Selective Electrooxidation of Biomass-Derived Alcohols to Aldehydes in a Neutral Medium: Promoted Water Dissociation over a Nickel-Oxide-Supported Ruthenium Single-Atom Catalyst

Abstract

The biomass-derived alcohol oxidation reaction (BDAOR) holds great promise for sustainable production of chemicals. However, selective electrooxidation of alcohols to value-added aldehyde compounds is still challenging. Herein, we report the electrocatalytic BDAORs to selectively produce aldehydes using single-atom ruthenium on nickel oxide (Ru₁ -NiO) as a catalyst in the neutral medium.
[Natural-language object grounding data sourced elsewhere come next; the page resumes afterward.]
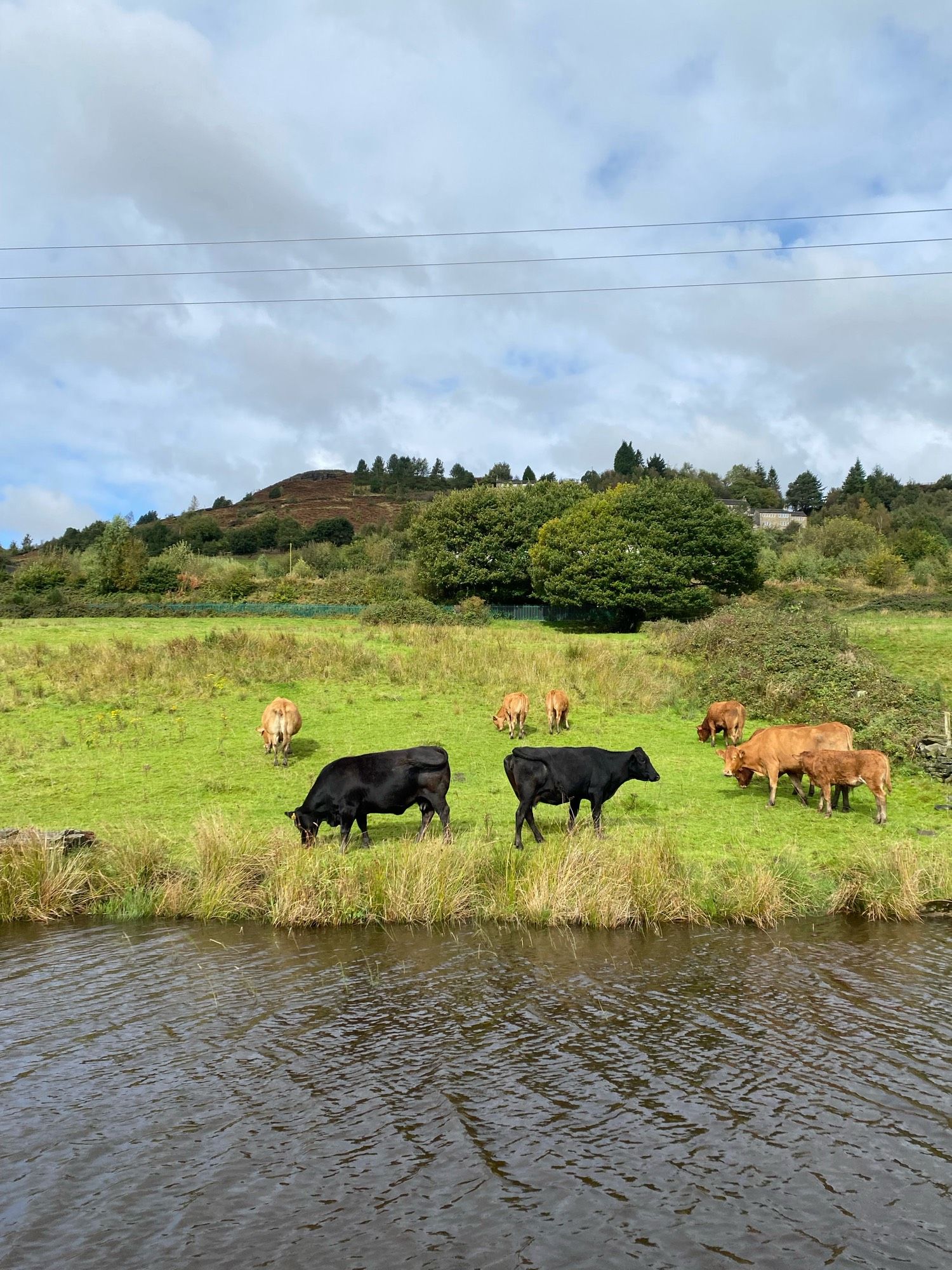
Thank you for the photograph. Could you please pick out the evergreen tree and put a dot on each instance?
(625, 459)
(805, 493)
(856, 479)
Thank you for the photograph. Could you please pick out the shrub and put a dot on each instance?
(404, 613)
(474, 612)
(234, 582)
(41, 577)
(887, 570)
(159, 576)
(785, 666)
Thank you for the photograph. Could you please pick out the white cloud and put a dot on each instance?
(44, 512)
(230, 120)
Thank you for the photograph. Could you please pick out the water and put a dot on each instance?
(242, 1098)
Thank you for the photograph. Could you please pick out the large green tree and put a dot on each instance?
(477, 542)
(805, 493)
(658, 549)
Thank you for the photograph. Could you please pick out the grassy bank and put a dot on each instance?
(145, 733)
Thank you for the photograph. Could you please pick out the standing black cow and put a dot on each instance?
(392, 782)
(569, 775)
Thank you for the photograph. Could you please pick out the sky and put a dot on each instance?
(197, 120)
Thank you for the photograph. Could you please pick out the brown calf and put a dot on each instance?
(775, 752)
(727, 717)
(512, 714)
(870, 768)
(558, 711)
(280, 723)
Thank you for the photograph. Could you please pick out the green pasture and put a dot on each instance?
(121, 747)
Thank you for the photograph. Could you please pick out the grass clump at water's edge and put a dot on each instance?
(232, 874)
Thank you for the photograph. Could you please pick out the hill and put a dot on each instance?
(317, 496)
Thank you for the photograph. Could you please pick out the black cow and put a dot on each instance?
(392, 782)
(569, 775)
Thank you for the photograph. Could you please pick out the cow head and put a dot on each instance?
(734, 759)
(640, 766)
(307, 825)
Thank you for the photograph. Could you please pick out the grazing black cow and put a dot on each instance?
(569, 775)
(390, 782)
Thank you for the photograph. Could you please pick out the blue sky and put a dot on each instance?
(228, 119)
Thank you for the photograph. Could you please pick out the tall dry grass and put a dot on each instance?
(233, 874)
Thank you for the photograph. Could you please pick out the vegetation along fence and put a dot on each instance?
(276, 609)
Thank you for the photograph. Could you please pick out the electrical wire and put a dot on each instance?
(446, 265)
(554, 229)
(472, 295)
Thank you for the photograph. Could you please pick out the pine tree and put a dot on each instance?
(805, 493)
(625, 460)
(856, 479)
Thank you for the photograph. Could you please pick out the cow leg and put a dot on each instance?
(442, 808)
(362, 826)
(574, 805)
(427, 816)
(346, 825)
(880, 806)
(799, 789)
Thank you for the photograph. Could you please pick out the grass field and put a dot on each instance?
(144, 732)
(915, 646)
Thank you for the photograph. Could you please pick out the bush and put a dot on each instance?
(234, 582)
(413, 612)
(887, 570)
(337, 530)
(784, 666)
(474, 612)
(40, 577)
(159, 576)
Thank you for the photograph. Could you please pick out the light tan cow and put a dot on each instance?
(512, 714)
(557, 711)
(280, 723)
(830, 768)
(774, 752)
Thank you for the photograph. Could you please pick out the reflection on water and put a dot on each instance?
(483, 1098)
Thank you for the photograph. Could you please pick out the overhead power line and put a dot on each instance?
(473, 295)
(432, 234)
(446, 265)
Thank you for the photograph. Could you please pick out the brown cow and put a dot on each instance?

For electrooxidation of 5-hydroxymethylfurfural (HMF), Ru₁ -NiO exhibits a low potential of 1.283 V at 10 mA cm^-2 , and an optimal 2,5-diformylfuran (DFF) selectivity of 90 %. Experimental studies reveal that the neutral electrolyte plays a critical role in achieving a high aldehyde selectivity, and the single-atom Ru boosts HMF oxidation in the neutral medium by promoting water dissociation to afford OH*. Furthermore, Ru₁ -NiO can be extended to selective electrooxidation of a series of biomass-derived alcohols to corresponding aldehydes, which are conventionally difficult to obtain in the alkaline medium.

Keywords: Aldehydes; Biomass Upgrading; Electrocatalysis; Neutral Medium; Single-Atom Catalysts.